Telle était à peu près la manière de penser de M. de Gournay sur l’administration du commerce ; ce sont les principes qu’il a constamment appliqués à toutes les affaires qui ont été agitées au bureau du commerce depuis le moment où il y entra. Comme il ne pensait nullement à faire un système nouveau, il se contentait de développer, à l’occasion de chaque affaire en particulier, ce qui était nécessaire pour soutenir son avis ; mais on ne fut pas longtemps sans être frappé de la liaison et de la fécondité de ses principes, et bientôt il eut à soutenir une foule de contradictions.

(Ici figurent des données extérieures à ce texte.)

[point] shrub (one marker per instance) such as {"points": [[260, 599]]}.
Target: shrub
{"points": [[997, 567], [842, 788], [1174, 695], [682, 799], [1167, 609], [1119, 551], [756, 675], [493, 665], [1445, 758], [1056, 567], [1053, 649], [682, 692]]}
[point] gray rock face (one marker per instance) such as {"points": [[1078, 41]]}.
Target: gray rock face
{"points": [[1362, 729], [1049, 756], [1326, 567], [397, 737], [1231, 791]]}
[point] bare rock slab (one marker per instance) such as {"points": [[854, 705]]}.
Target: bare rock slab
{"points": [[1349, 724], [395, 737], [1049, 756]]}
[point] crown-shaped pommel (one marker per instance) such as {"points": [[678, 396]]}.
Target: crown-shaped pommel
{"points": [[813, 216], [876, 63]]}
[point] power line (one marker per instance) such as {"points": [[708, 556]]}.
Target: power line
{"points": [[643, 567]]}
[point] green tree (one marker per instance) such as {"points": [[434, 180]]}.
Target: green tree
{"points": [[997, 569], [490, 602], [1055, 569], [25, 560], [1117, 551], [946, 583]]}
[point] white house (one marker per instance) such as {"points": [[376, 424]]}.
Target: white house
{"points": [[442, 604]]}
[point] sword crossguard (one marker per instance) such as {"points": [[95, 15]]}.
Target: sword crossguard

Il se prêtait avec plaisir à ces disputes, qui ne pouvaient qu’éclaircir les matières et produire de façon ou d’autre la connaissance de la vérité. Dégagé de tout intérêt personnel, de toute ambition, il n’avait pas même cet attachement à son opinion que donne l’amour propre : il n’aimait et ne respirait que le bien public ; aussi proposait-il son opinion avec autant de modestie que de courage. Également incapable de prendre un ton dominant et de parler contre sa pensée, il exposait son sentiment d’une manière simple, et qui n’était impérieuse que par la force des raisons qu’il avait l’art de mettre à la portée de tous les esprits avec une sorte de précision lumineuse dans l’exposition des principes, que fortifiait une application sensible à quelques exemples heureusement choisis. — Lorsqu’il était contredit, il écoutait avec patience ; quelque vive que fût l’attaque, il ne s’écartait jamais de sa politesse et de sa douceur ordinaires, et il ne perdait rien du sang-froid ni de la présence d’esprit nécessaires pour démêler avec la plus grande netteté l’art des raisonnements qu’on lui opposait.

Son éloquence simple, et animée de cette chaleur intéressante que donne aux discours d’un homme vertueux la persuasion la plus intime qu’il soutient la cause du bien public, n’ôtait jamais rien à la solidité de la discussion ; quelquefois elle était assaisonnée par une plaisanterie sans amertume, et d’autant plus agréable qu’elle était toujours une raison.

Son zèle était doux, parce qu’il était dégagé de tout amour-propre ; mais il n’en était pas moins vif, parce que l’amour du bien public était une passion dans M. de Gournay.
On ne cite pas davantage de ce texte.